In this article, the analyses of heat transfer and free convective motion have been carried out numerically for various structures. The solution is based on a finite element method with the frontal solver to examine the flow parameters and heat transfer characteristics. Several dome configurations--such as flat, inclined, and dome shapes--are considered for the top of the enclosure. A general conic equation is considered to represent the dome as circular, elliptical, parabolic, or hyperbolic shape. The findings from this study indicate that the convective phenomenon is greatly influenced by the shape of the top cover dome and tends to form a secondary core even at a moderate Rayleigh number when compared with an equivalent rectangular enclosure.

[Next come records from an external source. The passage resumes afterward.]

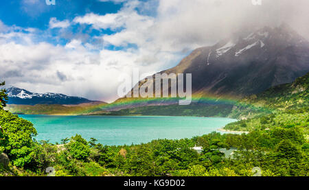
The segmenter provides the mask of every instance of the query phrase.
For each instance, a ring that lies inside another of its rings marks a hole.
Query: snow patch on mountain
[[[249,45],[246,47],[238,50],[238,51],[236,51],[236,53],[235,53],[235,56],[239,56],[240,54],[242,54],[242,53],[244,53],[247,50],[248,50],[248,49],[252,48],[253,47],[257,45],[258,44],[258,43],[259,43],[259,41],[256,41],[254,43]]]
[[[225,44],[224,46],[221,47],[219,49],[217,49],[216,50],[216,51],[217,53],[216,57],[218,58],[220,56],[222,56],[224,54],[227,53],[227,51],[229,51],[229,49],[231,49],[235,45],[236,45],[236,44],[234,43],[233,43],[233,41],[231,40],[231,41],[228,42],[227,44]]]

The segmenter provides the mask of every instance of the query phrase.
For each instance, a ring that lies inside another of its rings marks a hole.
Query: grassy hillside
[[[5,107],[5,110],[15,114],[25,115],[80,115],[102,110],[100,108],[106,104],[106,103],[98,104],[81,104],[71,106],[58,104],[37,104],[34,106],[10,104]]]
[[[300,128],[307,136],[309,134],[308,84],[309,73],[298,78],[292,84],[282,84],[269,88],[262,93],[242,100],[258,108],[273,110],[263,116],[255,116],[225,126],[232,130],[252,131],[269,130],[275,127]],[[238,108],[235,112],[239,112]]]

In addition, the circular and elliptical shapes of the dome give higher heat transfer rate. The effect of various "offset" of the dome and inclined roof on convective heat transfer is also found to be quite significant. However, beyond 0.3 of offset of the top cover for the dome and inclined roof, the change in overall heat transfer rate is minimal. The heat transfer coefficients of dome shaped and inclined roof enclosures are given and discussed.